Query( ) main method



    Query() Static method

    Return value:QueryList object

    The Query method is the only main method of QueryList and is called in a static way.

    Prototype:

    QueryList::Query($page,array $rules, $range = '', $outputEncoding = null, $inputEncoding = null ,$removeHead = false)

    Chinese explanation:

    QueryList::Query(采集的目标页面,采集规则[,区域选择器][,输出编码][,输入编码][,是否移除头部])//采集规则$rules = array(   '规则名' => array('jQuery选择器','要采集的属性'[,"标签过滤列表"][,"回调函数"]),   '规则名2' => array('jQuery选择器','要采集的属性'[,"标签过滤列表"][,"回调函数"]),    ..........    [,"callback"=>"全局回调函数"]);//注:方括号括起来的参数可选

    ##Parameter explanation:

    $page The target page collected

    Type:

    stringThe URL address of the web page to be crawled (supports https); Or html code snippet

    $rules Collection rules

    Type:

    array

    • Rule nameThe rule name can be chosen casually, as long as it is not repeated.
    • jQuery selectorAny CSS3 selector, completely common with jQuery selector
    • Attributes to be collected
      值为以下3种:  1.text:返回当前选中标签下面的纯文本  2.html:返回当前选中标签下面的html片段  3.[HTML标签属性]:如src、href、name、data-src等任意HTML标签属性名
    • Filter tag list

      如果要使用QueryList的内容过滤功能,就请设置这个参数,多个值之间用空格隔开  1.当标签名前面添加减号(-)时(此时标签可以为任意的jQuery选择器),表示移除该标签以及标签内容。  2.当标签名前面没有减号(-)时,当 [要采集的属性] 值为text时表示需要保留的HTML标签,为html时表示要过滤掉的HTML标签

      Explanation: The difference between having a minus sign and not having a minus sign is that when there is a minus sign, that tag will be removed including all the tags. Content, if there is no minus sign, only that tag will be removed and the content within the tag will not be removed

      Example: Content filtering

    • Callback function/global callback functionType:
      callbackYou can do any additional things in the callback function, such as: replace content, complete links, download pictures, etc. ;
      The callback function has two parameters. The first parameter is the selected content, and the second parameter is the selector array subscript (that is,
      Rule name). The callback function will override the global callback. function.
      Note: QueryList cannot be used in the callback function for nested multi-level collection. Please defer these operations to the callback function of the getData() method.

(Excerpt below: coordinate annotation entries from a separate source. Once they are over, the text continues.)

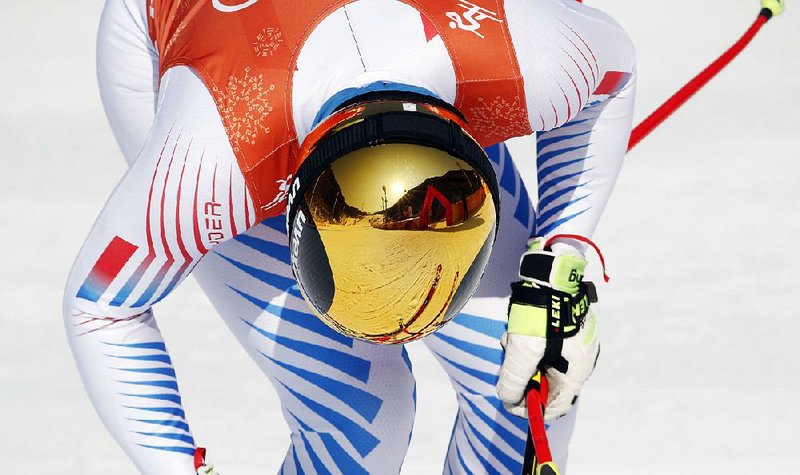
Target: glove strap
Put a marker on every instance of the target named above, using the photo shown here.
(546, 312)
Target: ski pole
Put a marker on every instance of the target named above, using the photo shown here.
(538, 459)
(769, 8)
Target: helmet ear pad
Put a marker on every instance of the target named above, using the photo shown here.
(389, 240)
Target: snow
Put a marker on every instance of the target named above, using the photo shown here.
(699, 323)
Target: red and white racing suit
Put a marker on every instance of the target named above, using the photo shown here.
(184, 207)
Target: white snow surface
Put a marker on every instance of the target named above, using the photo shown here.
(699, 370)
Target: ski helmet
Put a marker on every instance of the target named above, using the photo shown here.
(391, 216)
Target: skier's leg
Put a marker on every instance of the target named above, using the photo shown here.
(485, 435)
(350, 405)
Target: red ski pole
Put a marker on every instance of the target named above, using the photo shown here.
(538, 459)
(769, 8)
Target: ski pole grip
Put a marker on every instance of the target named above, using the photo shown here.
(771, 8)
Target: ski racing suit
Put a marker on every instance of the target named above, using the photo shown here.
(350, 404)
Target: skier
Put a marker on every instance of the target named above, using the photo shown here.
(190, 102)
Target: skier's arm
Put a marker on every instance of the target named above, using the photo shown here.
(183, 195)
(127, 73)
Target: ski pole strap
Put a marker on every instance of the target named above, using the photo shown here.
(546, 312)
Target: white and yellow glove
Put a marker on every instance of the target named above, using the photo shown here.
(550, 327)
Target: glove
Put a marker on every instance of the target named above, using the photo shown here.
(550, 327)
(200, 463)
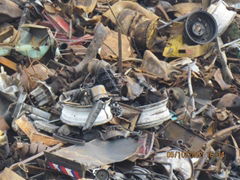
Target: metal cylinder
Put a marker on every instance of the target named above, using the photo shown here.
(200, 28)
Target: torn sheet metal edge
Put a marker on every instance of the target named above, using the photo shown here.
(75, 115)
(223, 16)
(65, 166)
(153, 114)
(182, 164)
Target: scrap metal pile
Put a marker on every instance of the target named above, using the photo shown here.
(119, 89)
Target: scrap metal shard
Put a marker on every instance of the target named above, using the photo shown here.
(27, 127)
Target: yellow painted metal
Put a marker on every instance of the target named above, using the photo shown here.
(10, 64)
(176, 48)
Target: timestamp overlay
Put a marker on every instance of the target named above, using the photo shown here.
(192, 154)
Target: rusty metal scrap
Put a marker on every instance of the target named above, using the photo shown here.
(112, 89)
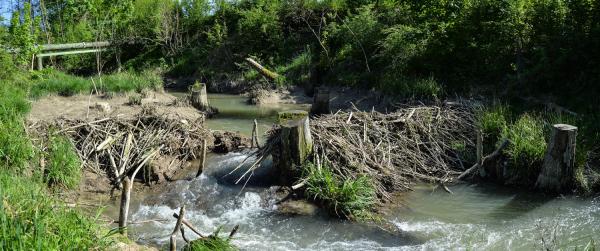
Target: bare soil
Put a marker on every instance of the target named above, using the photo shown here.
(341, 98)
(90, 107)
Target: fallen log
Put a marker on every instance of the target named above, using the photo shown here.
(485, 159)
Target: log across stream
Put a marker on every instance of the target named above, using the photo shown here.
(473, 217)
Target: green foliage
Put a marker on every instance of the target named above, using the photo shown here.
(63, 167)
(344, 197)
(30, 219)
(528, 142)
(493, 122)
(423, 88)
(134, 99)
(210, 243)
(16, 148)
(24, 31)
(55, 82)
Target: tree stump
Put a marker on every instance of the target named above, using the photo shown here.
(295, 146)
(321, 102)
(558, 171)
(198, 97)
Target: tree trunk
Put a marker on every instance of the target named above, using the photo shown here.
(558, 171)
(295, 147)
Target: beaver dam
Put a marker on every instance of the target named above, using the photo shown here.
(417, 161)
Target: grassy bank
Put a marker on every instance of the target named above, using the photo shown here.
(528, 129)
(56, 82)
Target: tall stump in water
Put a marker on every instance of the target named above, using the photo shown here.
(321, 102)
(198, 96)
(295, 145)
(558, 171)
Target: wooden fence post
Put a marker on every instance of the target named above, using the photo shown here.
(558, 171)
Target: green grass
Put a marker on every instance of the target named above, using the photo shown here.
(64, 166)
(421, 88)
(16, 149)
(30, 219)
(346, 198)
(56, 82)
(134, 99)
(528, 141)
(210, 243)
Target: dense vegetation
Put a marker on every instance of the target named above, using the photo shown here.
(528, 53)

    $range range selector (optional)

    Type:

    stringDefault value:
    ''

    Area selector or Range selector, refers to first selecting a few large blocks according to the rules, and then Then make relevant selections in the blocks respectively. When collecting lists, it is recommended to set this parameter.

    View the region selector example: http://doc.querylist.cc/site/index/doc/29

    $outputEncoding Output encoding (optional)

    Type:

    stringDefault value:
    null

    refers to what encoding to output (UTF-8, GB2312,…..) to prevent garbled characters. If null is set, the original string encoding will not be changed

    $inputEncoding Input encoding (optional)

    Type: string
    Default value: null

    Clearly specify the input page encoding format (UTF-8, GB2312,…..) to prevent garbled characters. If null is set, it will automatically identify

    $removeHead Whether to remove the head (optional)

    Type: bool
    Default value: false

    Yes Remove the page header area, the ultimate solution to garbled characters.
    Note:When this parameter is set to true, the content in the head area of ​​the page cannot be selected.